Cuisson au bois à chaleur tombante

Pendant ce temps, le boulanger chauffe son four. Ce dernier construit en briques réfractaires et pesant une centaine de tonnes a une capacité de 12 m3 permettant de cuire 100 miches en même temps. Pour les déplacer, on utilise des pelles en bois de différentes tailles dont la plus longue mesure 4,50 m.

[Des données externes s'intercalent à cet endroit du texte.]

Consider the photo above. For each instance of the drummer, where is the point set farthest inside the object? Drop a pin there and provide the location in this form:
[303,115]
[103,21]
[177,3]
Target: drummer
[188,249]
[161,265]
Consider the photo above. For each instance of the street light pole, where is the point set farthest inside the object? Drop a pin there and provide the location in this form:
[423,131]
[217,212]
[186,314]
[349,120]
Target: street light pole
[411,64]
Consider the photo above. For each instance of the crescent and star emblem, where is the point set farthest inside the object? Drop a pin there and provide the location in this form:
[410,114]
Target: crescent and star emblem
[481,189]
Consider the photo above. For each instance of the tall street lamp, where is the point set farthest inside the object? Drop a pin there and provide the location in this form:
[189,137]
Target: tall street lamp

Mais avant d’enfourner le compagnon aura apposé la signature de la maison en dessinant un immense "P" sur le dessus de chaque miche. Avant la mise au four, il aura également procédé au débraisage du foyer. "La cuisson se fait à chaleur tombante. Cela permet de bien saisir le pain en début de cuisson, de développer une croûte épaisse et de cuire bien à cœur. Cette cuisson au bois, sur sol de pierre, permet par ailleurs aux farines et aux pains de développer tous leurs arômes", souligne Pascal Pauron. Après une heure au four, et avant leur départ pour des destinations souvent lointaines, les pains sont mis au ressuage pour au moins six heures.

La manufacture de Bièvres produit entre 8 et 12 tonnes de pain par jour sans que le moindre écart de qualité soit toléré. A chaque fournée, une pièce est prélevée et contrôlée par Pascal Pauron ou la patronne elle-même, Appolonia Poilâne.